For decades, Gustafson's identity and whereabouts were unknown. Associates with the Dana-Farber institute assumed that he had died due to low survival rates. It wasn't until 1997, when his sister Phyllis Clauson sent a letter along with her annual Jimmy Fund donation stating that he was alive and living in Maine that Gustafson re-entered the national spotlight. Then Jimmy Fund director Mike Andrews dismissed the letter and it was thought lost. Luckily the letter was found by Karen Cummings who took the letter seriously and wrote back: "We do, however, assume that he passed away, as the vast majority of children who contracted cancer in the 1940s did not survive." Then one day she received a phone call.

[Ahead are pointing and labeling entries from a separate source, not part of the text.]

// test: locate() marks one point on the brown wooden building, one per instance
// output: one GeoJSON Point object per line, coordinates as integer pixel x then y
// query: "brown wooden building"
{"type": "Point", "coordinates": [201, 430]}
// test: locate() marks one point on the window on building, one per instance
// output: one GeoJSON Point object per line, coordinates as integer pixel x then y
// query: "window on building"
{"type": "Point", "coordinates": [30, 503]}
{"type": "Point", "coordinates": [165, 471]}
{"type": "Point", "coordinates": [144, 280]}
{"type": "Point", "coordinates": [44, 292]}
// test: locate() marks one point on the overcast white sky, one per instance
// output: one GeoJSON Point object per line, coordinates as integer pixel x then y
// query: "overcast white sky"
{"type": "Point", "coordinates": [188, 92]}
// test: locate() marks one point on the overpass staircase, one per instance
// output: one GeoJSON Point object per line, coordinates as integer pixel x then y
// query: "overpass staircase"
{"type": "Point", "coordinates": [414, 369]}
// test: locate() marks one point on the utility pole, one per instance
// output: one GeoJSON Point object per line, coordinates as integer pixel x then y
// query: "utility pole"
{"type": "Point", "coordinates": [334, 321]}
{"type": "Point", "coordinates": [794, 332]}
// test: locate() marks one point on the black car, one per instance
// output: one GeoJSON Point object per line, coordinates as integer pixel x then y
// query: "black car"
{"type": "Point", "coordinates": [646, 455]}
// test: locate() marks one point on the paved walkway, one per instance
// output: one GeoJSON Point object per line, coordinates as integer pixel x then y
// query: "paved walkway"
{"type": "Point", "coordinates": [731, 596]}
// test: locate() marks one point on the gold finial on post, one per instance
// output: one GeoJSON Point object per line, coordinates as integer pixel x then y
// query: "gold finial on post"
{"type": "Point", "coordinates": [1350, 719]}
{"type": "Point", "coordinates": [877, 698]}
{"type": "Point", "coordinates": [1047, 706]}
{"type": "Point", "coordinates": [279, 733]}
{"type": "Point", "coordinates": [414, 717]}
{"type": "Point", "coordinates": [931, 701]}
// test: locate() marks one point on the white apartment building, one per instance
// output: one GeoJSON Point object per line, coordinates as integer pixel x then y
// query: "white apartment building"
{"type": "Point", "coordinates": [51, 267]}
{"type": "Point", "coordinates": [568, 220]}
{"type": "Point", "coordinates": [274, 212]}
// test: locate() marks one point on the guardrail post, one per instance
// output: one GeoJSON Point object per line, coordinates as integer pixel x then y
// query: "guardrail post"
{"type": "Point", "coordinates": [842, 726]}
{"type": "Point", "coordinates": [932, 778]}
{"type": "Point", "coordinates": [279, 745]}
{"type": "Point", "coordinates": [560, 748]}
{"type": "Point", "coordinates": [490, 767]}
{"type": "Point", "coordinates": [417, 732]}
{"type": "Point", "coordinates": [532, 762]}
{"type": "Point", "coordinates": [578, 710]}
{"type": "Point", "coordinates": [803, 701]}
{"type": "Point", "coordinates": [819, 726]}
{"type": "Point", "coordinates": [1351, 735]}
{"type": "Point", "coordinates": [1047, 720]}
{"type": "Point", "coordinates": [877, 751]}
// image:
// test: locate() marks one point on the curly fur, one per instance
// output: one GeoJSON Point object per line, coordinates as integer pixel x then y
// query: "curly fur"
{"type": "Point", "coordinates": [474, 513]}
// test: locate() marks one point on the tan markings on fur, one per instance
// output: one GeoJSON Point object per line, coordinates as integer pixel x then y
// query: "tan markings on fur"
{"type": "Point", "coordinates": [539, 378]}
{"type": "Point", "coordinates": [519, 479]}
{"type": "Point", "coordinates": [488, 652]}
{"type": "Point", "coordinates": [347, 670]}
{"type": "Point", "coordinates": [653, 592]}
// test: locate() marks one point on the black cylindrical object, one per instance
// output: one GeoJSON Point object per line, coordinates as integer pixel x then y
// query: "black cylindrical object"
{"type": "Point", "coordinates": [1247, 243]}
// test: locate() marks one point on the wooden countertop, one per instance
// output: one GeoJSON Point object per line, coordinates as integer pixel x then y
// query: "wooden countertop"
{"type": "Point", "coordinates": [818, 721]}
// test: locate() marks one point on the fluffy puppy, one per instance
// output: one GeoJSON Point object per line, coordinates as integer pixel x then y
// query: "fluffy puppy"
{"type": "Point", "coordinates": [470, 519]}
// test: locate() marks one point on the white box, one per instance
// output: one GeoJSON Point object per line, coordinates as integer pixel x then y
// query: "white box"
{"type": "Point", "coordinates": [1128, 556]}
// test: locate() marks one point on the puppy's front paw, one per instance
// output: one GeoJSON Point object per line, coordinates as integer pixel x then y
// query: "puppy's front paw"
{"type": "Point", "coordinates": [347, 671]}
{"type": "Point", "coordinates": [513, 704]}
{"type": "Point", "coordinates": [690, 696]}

It was Gustafson. "This is Jimmy," he said, "Heard you were looking for me." He still had the tailored Braves uniform which proved his identity. The phone call was just in time for the 50th anniversary of the original radio broadcast with Ralph Edwards and the Boston Braves.

In 1998, 50 years later, Ralph Edwards and Gustafson had a reunion at Fenway Park. In July 1999, Ted Williams met then 63-year-old Gustafson at the Dana-Farber Institute. "This is the biggest thrill of my trip, right here," Williams said of the meeting, "Isn’t that something?" Gustafson was named honorary chairman of the Jimmy Fund in 1999.

Gustafson died of a stroke on January 21, 2001, at a hospital in Caribou, Maine.